While cities occupy only 2% of the planet’s landmass, they consume over 65% of the world’s energy and account for more than 70% of global man-made CO2 emissions. Currently 75% of European citizens live in cities and this percentage is expected to rise to 80% by 2050. Therefore, cities[[ For the purposes of this topic “cities” should be intended as either city district (neighbourhood or zone of special interest of a city administered or governed by some type of “district council”), a city represented by a government unit (e.g. municipality) or an urban area (conglomeration or a functional area composed of many neighbouring cities or government units, represented by the respective government units).]] must play a crucial role in helping Europe reach the targets of the Green Deal. The Commission will support their systemic transformation towards climate neutrality leveraging, in particular, technological, non-technological and social innovation and new AI-based solutions.

The challenge resides with achieving significant progress towards climate neutrality at a large (European) scale by fostering climate-neutrality and social innovation in cities. This means capitalising on existing research and innovation, valorising available knowledge in Europe, and using Green Deal-targeted social, financial, and technological innovation to co-create, test, and deploy systemic, integrated solutions, technologies, and incentive schemes with cities to tackle the largest sources of pollution in urban and metropolitan areas.

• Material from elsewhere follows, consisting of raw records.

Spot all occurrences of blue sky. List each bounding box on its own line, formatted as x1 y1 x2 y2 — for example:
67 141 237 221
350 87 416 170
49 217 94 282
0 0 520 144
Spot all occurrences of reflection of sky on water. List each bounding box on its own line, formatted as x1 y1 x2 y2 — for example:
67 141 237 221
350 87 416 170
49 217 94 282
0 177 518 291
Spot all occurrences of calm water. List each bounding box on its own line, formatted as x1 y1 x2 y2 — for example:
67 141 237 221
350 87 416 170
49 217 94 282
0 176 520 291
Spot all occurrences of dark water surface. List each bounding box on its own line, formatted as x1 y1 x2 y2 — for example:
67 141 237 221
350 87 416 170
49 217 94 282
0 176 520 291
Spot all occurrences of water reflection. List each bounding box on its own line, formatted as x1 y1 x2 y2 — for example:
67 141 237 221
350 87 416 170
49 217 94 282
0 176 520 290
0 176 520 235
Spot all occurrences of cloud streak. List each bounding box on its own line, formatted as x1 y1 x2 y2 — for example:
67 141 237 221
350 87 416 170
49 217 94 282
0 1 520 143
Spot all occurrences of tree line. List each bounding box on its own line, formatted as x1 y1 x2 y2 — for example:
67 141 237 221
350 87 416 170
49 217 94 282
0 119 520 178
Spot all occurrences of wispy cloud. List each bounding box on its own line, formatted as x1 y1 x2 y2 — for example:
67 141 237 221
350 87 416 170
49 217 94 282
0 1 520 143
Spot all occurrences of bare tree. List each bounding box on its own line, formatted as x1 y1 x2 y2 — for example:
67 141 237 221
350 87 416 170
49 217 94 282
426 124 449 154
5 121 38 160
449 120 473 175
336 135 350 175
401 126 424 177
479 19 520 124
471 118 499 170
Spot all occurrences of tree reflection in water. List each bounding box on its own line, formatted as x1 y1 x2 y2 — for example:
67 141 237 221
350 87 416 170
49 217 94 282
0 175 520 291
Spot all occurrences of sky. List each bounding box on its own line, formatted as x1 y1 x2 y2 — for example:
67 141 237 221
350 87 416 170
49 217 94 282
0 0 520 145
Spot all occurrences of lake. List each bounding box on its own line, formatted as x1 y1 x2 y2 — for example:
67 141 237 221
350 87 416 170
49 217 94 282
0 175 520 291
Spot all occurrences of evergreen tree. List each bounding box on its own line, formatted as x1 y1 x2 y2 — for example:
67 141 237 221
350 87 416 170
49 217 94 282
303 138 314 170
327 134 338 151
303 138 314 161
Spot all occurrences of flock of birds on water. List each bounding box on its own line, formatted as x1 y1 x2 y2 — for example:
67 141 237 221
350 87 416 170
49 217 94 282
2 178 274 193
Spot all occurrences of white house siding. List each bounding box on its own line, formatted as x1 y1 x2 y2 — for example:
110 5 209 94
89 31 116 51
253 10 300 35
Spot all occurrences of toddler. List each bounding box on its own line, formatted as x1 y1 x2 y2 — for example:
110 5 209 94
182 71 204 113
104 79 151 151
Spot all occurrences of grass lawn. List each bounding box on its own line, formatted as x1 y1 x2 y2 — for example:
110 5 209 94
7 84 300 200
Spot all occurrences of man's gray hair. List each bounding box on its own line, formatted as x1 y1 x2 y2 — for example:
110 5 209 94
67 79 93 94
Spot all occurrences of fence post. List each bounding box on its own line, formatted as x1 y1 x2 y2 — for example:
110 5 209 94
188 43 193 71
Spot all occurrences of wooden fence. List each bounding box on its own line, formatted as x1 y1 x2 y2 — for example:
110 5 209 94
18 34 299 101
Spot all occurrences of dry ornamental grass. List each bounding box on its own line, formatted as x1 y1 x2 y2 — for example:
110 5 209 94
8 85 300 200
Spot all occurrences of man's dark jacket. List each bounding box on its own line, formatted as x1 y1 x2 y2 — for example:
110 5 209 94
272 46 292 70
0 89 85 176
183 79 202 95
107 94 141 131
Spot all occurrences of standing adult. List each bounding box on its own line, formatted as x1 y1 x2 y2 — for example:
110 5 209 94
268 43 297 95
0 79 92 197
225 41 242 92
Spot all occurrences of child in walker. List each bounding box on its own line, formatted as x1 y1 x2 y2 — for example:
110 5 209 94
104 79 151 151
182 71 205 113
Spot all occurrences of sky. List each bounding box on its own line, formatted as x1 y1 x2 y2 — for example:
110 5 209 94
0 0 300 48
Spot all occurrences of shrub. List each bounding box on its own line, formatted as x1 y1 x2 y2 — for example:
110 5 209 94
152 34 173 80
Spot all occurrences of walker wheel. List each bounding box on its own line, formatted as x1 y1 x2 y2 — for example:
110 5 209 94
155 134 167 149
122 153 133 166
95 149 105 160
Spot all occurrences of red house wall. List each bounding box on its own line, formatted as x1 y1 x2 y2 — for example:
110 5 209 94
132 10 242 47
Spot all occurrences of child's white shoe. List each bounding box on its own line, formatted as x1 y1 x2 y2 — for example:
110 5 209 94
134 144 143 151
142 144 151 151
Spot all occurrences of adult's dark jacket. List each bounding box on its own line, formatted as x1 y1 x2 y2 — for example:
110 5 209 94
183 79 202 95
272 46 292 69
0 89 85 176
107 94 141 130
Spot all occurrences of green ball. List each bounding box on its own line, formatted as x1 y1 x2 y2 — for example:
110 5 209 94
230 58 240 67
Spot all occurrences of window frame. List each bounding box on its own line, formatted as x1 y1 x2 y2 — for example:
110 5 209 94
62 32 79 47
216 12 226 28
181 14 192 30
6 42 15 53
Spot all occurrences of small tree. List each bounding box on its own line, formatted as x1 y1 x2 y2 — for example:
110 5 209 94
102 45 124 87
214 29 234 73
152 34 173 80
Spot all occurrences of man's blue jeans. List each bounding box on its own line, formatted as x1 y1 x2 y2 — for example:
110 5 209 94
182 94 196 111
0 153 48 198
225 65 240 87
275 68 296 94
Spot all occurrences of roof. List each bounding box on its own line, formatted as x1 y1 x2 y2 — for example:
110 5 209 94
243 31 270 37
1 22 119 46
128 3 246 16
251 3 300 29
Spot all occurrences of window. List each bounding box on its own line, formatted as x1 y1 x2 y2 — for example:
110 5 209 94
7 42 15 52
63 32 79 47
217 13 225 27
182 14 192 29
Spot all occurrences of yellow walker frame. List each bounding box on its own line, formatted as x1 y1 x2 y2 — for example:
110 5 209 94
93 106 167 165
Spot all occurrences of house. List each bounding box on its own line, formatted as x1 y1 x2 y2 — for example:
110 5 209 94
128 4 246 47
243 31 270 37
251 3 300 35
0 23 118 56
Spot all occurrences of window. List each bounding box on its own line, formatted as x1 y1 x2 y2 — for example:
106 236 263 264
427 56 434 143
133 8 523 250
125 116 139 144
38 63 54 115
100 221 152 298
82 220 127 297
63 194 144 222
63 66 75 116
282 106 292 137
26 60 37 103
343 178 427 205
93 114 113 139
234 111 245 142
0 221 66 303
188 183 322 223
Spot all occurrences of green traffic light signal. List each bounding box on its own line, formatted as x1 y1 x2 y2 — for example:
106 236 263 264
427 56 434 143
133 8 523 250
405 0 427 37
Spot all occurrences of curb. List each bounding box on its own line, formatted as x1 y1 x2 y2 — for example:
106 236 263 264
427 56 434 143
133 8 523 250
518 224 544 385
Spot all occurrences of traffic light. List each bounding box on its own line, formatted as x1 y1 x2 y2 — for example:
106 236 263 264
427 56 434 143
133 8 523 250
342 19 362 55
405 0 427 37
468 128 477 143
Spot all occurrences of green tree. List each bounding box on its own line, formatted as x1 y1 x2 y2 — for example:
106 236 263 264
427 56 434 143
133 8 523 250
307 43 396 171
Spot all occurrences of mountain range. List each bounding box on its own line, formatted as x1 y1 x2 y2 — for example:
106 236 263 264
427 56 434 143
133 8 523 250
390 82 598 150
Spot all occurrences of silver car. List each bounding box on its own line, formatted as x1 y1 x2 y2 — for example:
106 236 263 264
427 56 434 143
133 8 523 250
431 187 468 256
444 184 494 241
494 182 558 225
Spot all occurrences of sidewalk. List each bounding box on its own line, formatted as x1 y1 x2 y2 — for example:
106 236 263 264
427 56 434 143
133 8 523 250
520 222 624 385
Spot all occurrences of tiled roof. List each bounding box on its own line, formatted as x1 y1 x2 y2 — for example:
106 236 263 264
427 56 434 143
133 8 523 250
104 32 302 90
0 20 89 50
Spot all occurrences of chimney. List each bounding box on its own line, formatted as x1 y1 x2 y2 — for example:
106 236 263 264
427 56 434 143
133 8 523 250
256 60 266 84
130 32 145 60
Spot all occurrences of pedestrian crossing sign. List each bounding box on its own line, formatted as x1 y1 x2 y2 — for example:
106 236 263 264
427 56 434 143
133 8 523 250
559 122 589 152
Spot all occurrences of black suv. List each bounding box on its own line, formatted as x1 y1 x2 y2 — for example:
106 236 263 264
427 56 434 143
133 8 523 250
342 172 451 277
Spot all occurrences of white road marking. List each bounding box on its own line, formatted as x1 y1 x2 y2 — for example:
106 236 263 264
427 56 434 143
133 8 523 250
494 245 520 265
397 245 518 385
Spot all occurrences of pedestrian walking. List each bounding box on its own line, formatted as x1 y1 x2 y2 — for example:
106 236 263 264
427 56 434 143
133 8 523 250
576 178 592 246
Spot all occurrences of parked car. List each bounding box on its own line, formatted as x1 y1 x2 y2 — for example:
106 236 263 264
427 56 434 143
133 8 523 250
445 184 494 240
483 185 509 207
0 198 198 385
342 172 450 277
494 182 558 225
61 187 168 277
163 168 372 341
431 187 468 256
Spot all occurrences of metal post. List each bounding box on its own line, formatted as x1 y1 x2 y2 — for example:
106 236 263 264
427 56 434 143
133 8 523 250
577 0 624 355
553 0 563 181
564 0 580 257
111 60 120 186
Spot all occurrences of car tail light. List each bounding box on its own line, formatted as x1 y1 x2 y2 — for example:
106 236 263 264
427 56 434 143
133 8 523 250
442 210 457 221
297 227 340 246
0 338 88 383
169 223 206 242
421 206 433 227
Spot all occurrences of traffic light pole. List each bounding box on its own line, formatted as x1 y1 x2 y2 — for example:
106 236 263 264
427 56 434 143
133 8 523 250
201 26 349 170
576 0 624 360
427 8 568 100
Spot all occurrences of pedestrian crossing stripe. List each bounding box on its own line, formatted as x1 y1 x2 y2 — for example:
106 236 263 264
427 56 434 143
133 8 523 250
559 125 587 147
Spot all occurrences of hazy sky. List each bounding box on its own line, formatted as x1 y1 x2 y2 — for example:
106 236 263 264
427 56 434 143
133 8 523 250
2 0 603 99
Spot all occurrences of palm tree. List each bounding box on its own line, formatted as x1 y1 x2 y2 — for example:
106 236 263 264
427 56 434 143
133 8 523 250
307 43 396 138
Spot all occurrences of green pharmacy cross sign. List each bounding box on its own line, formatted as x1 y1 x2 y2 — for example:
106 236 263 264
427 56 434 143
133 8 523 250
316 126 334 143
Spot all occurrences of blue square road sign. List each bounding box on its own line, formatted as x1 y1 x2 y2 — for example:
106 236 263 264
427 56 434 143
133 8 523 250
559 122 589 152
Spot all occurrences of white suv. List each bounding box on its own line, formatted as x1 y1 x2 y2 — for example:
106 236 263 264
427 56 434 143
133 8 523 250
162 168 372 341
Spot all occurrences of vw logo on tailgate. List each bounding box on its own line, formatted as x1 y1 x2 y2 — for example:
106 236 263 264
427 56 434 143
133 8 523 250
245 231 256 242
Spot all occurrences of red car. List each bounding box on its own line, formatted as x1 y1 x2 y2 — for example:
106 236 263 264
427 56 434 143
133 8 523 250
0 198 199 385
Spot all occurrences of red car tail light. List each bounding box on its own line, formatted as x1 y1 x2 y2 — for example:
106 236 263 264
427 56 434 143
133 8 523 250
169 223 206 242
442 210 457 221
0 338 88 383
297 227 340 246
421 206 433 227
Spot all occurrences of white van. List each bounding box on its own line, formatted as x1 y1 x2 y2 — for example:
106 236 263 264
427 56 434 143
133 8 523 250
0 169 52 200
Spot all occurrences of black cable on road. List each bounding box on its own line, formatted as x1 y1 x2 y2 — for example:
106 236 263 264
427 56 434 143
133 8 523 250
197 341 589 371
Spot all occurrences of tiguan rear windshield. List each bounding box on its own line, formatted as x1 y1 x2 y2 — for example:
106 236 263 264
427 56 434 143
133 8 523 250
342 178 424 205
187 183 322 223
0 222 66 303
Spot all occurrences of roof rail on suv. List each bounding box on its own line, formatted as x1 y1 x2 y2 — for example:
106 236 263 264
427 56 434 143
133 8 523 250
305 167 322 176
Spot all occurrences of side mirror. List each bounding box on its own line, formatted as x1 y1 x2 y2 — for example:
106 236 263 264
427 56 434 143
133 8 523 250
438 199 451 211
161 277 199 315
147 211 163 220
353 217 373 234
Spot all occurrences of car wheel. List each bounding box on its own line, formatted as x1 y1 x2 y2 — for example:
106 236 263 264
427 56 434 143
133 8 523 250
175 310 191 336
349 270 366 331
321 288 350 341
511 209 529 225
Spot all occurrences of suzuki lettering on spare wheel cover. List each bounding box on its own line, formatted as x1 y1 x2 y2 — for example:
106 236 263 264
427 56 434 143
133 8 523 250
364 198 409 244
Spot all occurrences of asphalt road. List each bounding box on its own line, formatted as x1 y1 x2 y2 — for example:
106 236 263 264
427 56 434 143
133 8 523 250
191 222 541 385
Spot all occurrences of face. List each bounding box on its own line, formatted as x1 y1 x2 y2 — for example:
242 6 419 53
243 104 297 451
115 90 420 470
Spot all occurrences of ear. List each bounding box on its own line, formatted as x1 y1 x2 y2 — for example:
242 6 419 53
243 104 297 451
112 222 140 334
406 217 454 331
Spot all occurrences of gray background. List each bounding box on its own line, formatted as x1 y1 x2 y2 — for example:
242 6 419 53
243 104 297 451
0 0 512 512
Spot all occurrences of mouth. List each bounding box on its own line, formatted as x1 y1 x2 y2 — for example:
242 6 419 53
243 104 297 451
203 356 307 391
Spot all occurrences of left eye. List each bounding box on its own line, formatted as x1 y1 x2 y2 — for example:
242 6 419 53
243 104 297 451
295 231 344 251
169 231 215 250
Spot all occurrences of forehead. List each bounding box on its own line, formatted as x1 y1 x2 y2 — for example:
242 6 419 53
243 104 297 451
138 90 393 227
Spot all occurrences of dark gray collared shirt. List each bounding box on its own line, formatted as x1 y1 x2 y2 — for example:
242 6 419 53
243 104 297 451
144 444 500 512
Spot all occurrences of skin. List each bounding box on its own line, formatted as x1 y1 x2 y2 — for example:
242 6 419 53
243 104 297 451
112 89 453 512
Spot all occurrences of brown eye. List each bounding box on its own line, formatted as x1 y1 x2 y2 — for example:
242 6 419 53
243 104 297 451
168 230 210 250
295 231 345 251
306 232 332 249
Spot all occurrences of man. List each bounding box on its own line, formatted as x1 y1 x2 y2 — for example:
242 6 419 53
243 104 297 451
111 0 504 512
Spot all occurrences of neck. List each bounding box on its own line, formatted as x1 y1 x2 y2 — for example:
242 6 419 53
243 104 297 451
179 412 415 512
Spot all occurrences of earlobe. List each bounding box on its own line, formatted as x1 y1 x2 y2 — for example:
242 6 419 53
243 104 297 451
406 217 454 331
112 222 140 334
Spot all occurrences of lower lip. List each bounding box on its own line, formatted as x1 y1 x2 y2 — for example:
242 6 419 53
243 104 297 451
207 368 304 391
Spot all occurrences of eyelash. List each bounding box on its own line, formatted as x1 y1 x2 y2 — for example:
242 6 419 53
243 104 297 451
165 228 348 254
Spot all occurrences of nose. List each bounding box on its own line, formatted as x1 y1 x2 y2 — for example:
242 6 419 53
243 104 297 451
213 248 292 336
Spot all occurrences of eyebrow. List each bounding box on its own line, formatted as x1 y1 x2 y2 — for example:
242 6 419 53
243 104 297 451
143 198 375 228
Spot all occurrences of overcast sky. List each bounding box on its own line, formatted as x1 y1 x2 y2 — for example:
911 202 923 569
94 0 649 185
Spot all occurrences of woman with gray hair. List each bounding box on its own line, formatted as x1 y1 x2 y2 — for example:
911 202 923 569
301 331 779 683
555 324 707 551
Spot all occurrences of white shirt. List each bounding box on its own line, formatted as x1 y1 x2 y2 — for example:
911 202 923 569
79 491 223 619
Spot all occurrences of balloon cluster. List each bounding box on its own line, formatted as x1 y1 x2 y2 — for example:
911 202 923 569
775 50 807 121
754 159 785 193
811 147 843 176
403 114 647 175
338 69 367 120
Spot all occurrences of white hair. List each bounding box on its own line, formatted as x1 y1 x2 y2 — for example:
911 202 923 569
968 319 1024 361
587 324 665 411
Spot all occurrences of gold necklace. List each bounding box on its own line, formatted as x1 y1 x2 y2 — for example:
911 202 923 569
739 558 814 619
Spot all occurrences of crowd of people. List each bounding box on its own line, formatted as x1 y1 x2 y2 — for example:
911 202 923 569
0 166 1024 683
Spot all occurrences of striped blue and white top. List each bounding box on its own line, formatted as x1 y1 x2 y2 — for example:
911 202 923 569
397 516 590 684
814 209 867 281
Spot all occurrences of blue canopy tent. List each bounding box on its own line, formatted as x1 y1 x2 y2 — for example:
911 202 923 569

It also implies designing incentives promoting investments such as green infrastructure into cities committed to climate neutrality and the Green Deal objectives. This will help test innovative solutions, technologies, and incentives to reach the scale that will make them attractive for industry economically, for citizens in terms of affordability, liveability, and inclusiveness, and for local authorities as concern effectiveness, efficiency, and quality of life. Testing these solutions and incentives will require listening to the needs of citizens and engaging cities to act. Framing the above-mentioned elements necessitates taking into account the consequences and long-lasting impacts on cities of the current health and economic crisis, affecting for example mobility, transportation, urban planning, digitisation, provision of services, etc. It requires triggering and supporting lasting changes in social, business, and administrative practices and in individual behaviours with clear impacts on the reduction of greenhouse gas emissions, air pollution and other co-benefits that citizens, businesses and public authorities find desirable.

  • Contribution to achieving climate neutrality by 2030 in the participating leading cities and districts due to the development and deployment of a comprehensive methodology, including selecting criteria, and model covering cross-sectoral governance, citizens participations, social innovation and social entrepreneurship impact, financing and policy approaches, and an urban digital platform;
  • Systemic transformation of cities towards climate neutrality, via support from a European level structure;
  • Crossing of social tipping points and implementation of the Green Deal, through social innovation that empowers cities and local communities;
  • Leading the transition to climate neutrality by mobilising the demand (citizens’ needs) and showcasing testing of innovative solutions drawing from European R&I through a socially inclusive mechanism;
  • European cities moving towards climate neutrality by 2030 through measures that demonstrate visible substantial reduction of greenhouse gas emissions and air pollution as part of an agreed pathway to climate neutrality by 2050 or earlier;
  • Improved share of sustainable and active transport modes. Reduced negative externalities of urban and peri-urban transportation: congestion, pollution and road collisions. Enhanced multimodality and facilitated use of sustainable and clean modes of transport.